John Doar, who as a top Justice Department civil rights lawyer in the 1960s fought to protect the rights of black voters and worked against segregation in the South, died Tuesday at age 92.

The cause was congestive heart failure, said his son, Burke Doar.

Doar was a Justice Department civil rights lawyer from 1960 to 1967, serving in the final months of the Eisenhower administration and then staying on during the presidencies of President John F. Kennedy and Lyndon B. Johnson. He rose to the position of assistant attorney general, or top lawyer, in charge of the department's Civil Rights Division and challenged discriminatory policies in Southern states that curtailed minority access to the voting booth and state universities.

A self-described "Lincoln Republican" who worked for the federal government at the height of the civil rights movement, he played important roles in some of the pivotal moments of that cause.

In 1962, for instance, Doar escorted James Meredith onto the campus of the University of Mississippi, even as then-Gov.
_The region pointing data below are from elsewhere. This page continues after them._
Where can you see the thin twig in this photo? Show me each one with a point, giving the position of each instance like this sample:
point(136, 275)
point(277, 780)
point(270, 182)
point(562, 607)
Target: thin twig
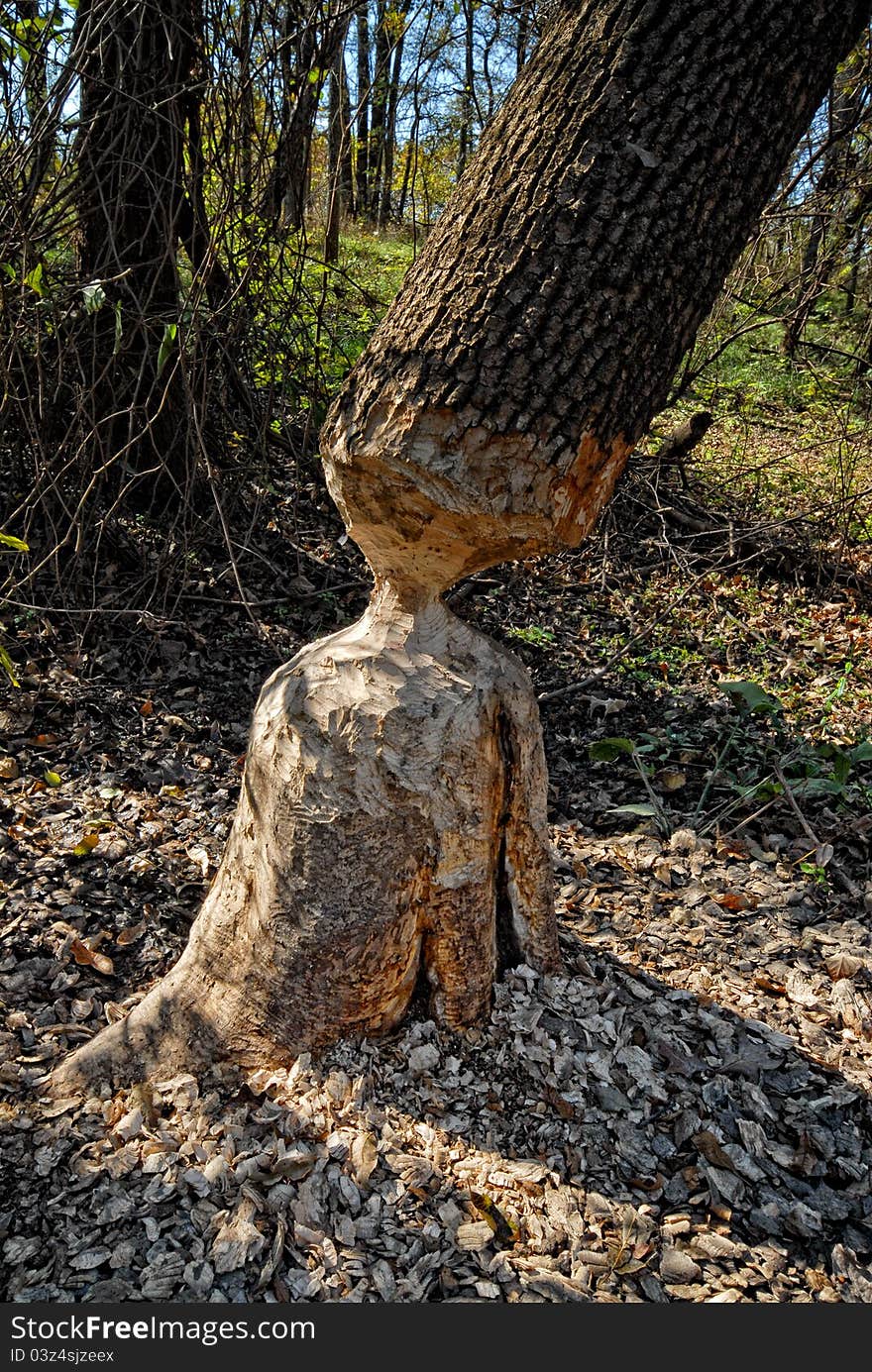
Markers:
point(844, 881)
Ross Barnett and angry crowds sought to keep the school segregated. He helped Meredith settle into his dormitory on a campus roiled by violent riots that left two dead.

He later was the lead prosecutor in the federal trial arising from the deaths of three civil rights workers — Andrew Goodman, James Chaney and Michael Schwerner — who were fatally shot in 1964 while in Mississippi to help blacks register to vote. A federal jury returned guilty verdicts against some defendants, including a deputy county sheriff, but acquitted others. Those killings inspired the 1988 film "Mississippi Burning."

"This was the first time that white persons were convicted for violent crimes against blacks in Mississippi. It was a historic verdict," Doar said in a 2009 C-SPAN interview.

Later in his career, he served as special counsel to the House of Representatives as it investigated the Watergate scandal, where in 1974 he recommended the impeachment of President Richard Nixon. Among the lawyers on the impeachment committee staff was Hillary Rodham.

He also served as special counsel to a judicial panel that investigated U.S. District Judge Alcee L. Hastings on bribery allegations. Hasting was impeached and removed from office.

In awarding him the Presidential Medal of Freedom in 2012, President Barack Obama credited Doar with laying the groundwork for the Civil Rights Act of 1964 and the Voting Rights Act of 1965.

He recalled how Doar, with his hands raised, successfully pleaded with protesters outside the 1963 funeral of Medgar Evers to go home peacefully rather than clash with heavily-armed police officers.

"He was the face of the Justice Department in the South. He was proof that the federal government was listening," Obama said.

In the C-SPAN interview, Doar described the election of Obama as "rewarding" and marveled at the progress made toward racial equality since 1960.

"Countless black citizens in the South couldn't vote. They were second-class citizens from cradle to grave. The discrimination was terrible, brutal. And to think, you know, that's over. It's done," he said.